The resources industry has congratulated the Coalition Government on its re-election, won largely on plummeting support for the Australian Labor Party (ALP) in Queensland.
Strong swings were recorded against Labor members and candidates in resources-reliant electorates in both NSW and Queensland with the Coalition likely to secure a majority government.
Adani Mining chief executive Lucas Dow said the election result pointed to Queenslanders wanting the green light for projects such as the Carmichael Coal Project.
“It is a very strong message that supports jobs in regional Queensland and jobs in the resources sector and the need for governments to get behind people that want to work and that want jobs,” he said.
“It’s now time for the Queensland Government to hear that message and to start acting in the best interests of Queenslanders.”
Australian Resources and Energy Group AMMA also congratulated the Scott Morrison-led Coalition on its successful re-election campaign.
“AMMA is delighted the Australian people have voted for aspiration, not the Australian Labor Party/Australian Council of Trade Unions’ phony industrial relations policies aimed at pitting workers against employers,” AMMA Chief Executive Steve Knott said.
“Instead, the community has endorsed a more positive way forward for our nation and our workplaces, rejecting the ACTU’s divisive class warfare rhetoric and false characterisation of our workplaces as being in need of radical change.”
Mr Knott said AMMA will work with the 46th Parliament of Australia to secure the enormous future opportunities for the resources and energy industry.
“On behalf of our members, we will strongly encourage the government to pursue improvements to the workplace relations system,” he said.

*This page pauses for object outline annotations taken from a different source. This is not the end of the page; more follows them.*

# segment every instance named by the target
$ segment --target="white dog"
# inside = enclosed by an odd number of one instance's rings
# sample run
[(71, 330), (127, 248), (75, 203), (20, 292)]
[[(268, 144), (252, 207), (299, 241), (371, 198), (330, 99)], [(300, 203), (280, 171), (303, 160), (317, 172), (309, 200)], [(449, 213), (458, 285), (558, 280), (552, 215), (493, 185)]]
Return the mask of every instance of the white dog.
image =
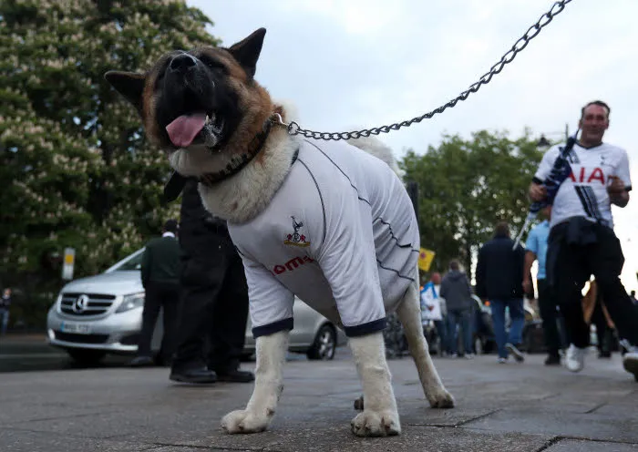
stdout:
[(297, 295), (349, 337), (365, 397), (353, 432), (397, 435), (382, 335), (386, 313), (397, 312), (430, 406), (454, 405), (421, 327), (412, 203), (380, 141), (303, 139), (282, 127), (293, 119), (290, 109), (253, 79), (264, 34), (228, 49), (169, 53), (144, 75), (107, 74), (173, 169), (200, 180), (205, 207), (228, 221), (243, 259), (256, 379), (246, 408), (221, 426), (259, 432), (273, 419)]

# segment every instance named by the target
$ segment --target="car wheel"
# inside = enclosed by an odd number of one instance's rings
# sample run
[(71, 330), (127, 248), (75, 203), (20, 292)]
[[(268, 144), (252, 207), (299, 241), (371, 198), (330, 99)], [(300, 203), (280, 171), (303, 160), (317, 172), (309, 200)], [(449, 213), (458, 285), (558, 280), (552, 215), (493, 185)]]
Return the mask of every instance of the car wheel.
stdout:
[(313, 346), (310, 347), (306, 354), (308, 359), (327, 361), (334, 357), (335, 348), (336, 333), (334, 328), (325, 324), (319, 328)]
[(99, 364), (107, 355), (107, 352), (101, 350), (86, 350), (83, 348), (69, 348), (67, 353), (71, 359), (80, 365), (95, 365)]

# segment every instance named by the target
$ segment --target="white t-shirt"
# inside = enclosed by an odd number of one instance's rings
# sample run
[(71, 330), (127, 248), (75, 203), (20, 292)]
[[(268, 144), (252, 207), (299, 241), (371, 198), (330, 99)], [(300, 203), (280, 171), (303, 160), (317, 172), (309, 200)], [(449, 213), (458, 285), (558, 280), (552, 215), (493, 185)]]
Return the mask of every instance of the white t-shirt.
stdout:
[[(552, 147), (542, 158), (534, 175), (536, 182), (543, 182), (559, 155), (559, 146)], [(585, 217), (613, 227), (612, 204), (607, 193), (611, 176), (617, 176), (632, 189), (627, 152), (617, 146), (602, 143), (594, 148), (575, 144), (569, 157), (571, 174), (562, 182), (551, 209), (551, 227), (571, 217)]]
[(443, 320), (441, 312), (440, 284), (428, 282), (421, 292), (421, 321)]
[(255, 337), (292, 329), (293, 295), (338, 313), (346, 335), (380, 331), (417, 274), (418, 227), (403, 183), (341, 141), (304, 140), (271, 203), (229, 231)]

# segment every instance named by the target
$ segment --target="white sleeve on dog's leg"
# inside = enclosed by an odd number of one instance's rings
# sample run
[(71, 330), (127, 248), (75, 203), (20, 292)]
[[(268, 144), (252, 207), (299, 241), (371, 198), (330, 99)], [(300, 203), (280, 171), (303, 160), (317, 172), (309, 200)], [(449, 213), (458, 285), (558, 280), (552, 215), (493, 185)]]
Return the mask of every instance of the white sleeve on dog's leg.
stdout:
[(246, 409), (274, 416), (283, 390), (283, 363), (288, 352), (288, 331), (280, 331), (257, 338), (255, 385)]
[(396, 412), (396, 401), (386, 361), (383, 334), (351, 337), (349, 344), (364, 387), (365, 410)]

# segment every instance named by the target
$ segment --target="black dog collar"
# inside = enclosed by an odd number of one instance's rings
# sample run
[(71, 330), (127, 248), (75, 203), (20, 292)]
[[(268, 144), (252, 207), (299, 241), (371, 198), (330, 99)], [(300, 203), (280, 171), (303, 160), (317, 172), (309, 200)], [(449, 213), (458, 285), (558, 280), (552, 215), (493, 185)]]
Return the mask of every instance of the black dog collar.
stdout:
[(266, 119), (263, 123), (263, 128), (261, 132), (254, 136), (254, 138), (248, 144), (248, 151), (241, 156), (235, 156), (231, 159), (231, 161), (226, 165), (226, 168), (217, 172), (209, 172), (200, 176), (200, 183), (205, 185), (206, 187), (212, 187), (216, 182), (228, 179), (240, 172), (243, 167), (248, 165), (248, 163), (254, 159), (254, 157), (259, 154), (259, 151), (263, 148), (263, 143), (266, 142), (268, 134), (271, 131), (273, 123), (270, 118)]

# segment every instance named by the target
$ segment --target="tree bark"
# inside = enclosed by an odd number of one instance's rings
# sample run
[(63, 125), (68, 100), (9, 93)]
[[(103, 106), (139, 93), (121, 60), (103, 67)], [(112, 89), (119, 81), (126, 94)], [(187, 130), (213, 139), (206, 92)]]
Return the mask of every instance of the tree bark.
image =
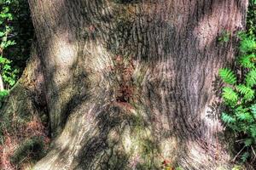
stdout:
[(0, 92), (4, 90), (4, 86), (3, 86), (3, 78), (2, 76), (0, 74)]
[[(29, 0), (55, 140), (35, 169), (230, 168), (212, 83), (241, 0)], [(222, 32), (227, 42), (218, 42)]]

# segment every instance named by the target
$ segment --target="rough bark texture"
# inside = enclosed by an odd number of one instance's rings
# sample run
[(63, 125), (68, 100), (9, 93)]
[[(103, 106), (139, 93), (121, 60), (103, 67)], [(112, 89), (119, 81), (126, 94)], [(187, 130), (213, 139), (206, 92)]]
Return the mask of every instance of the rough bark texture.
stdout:
[(247, 1), (29, 3), (55, 139), (35, 169), (230, 168), (207, 115)]
[(0, 74), (0, 91), (4, 90), (4, 87), (3, 87), (3, 78), (2, 76)]

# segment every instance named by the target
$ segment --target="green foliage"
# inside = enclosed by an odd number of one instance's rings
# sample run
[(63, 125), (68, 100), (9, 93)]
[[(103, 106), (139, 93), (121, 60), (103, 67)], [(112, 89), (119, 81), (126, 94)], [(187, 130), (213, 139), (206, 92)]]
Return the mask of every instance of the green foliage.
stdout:
[(240, 32), (241, 39), (238, 64), (241, 66), (241, 76), (230, 69), (219, 70), (219, 76), (226, 83), (222, 88), (222, 98), (226, 110), (221, 119), (236, 139), (241, 139), (247, 148), (240, 156), (242, 162), (252, 155), (251, 148), (256, 144), (256, 42), (252, 32)]
[(9, 95), (9, 91), (7, 91), (7, 90), (1, 91), (0, 92), (0, 102), (8, 95)]
[(28, 58), (32, 36), (26, 0), (0, 0), (0, 74), (7, 89), (16, 82)]

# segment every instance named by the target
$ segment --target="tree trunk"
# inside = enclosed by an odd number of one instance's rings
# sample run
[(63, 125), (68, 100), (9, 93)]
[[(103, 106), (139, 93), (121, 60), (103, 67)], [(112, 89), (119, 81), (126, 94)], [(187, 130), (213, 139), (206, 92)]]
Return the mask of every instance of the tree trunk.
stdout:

“This should start with lifting governance standards and accountability for all employer and union organisations registered under the Fair Work Act, through the passage of the Ensuring Integrity Bill that passed the lower house in the last parliament.
“The re-elected Morrison Government should also legislate for life-of-project enterprise agreements for mega projects, as recommended by the 2015 Productivity Commission’s review of Australia’s workplace relations system, and endorsed by Bill Shorten and the ALP last week.
“In addition, with eight retirements from the Fair Work Commission to come in the next three years, AMMA will encourage the Coalition to continue its track record of appointing well-qualified, hard-working new members with business expertise.”
Outside these priorities, AMMA will also seek broader reform of Australia’s workplace relations system to reflect its members’ future-focused vision.
“AMMA and our members look forward to working with the Coalition on our vision for productive and competitive workplace relations, unleashed through a flexible and future-focused system, safeguarding the industry’s competitiveness in the future global economy,” Mr Knott said.
Other industry groups similarly welcomed the Coalition’s re-election and signalled their intention to begin work immediately on job-creating policies.
The Australian Chamber of Commerce and Industry said in its Getting on With Business election manifesto that it wanted a “dedicated, straightforward enterprise agreement option for small business, which is simple to negotiate, approve, implement and comply with”.
ACCI has also advocated “expanded options for enterprise and individual level agreement making, and for greenfield agreement making, based on agreement between employers and employees.”
The Australian Industry Group called for a refresh of Australia’s “stagnant administration of enterprise bargaining arrangements” and urged to “find ways to inject life into bargaining over workplace productivity”.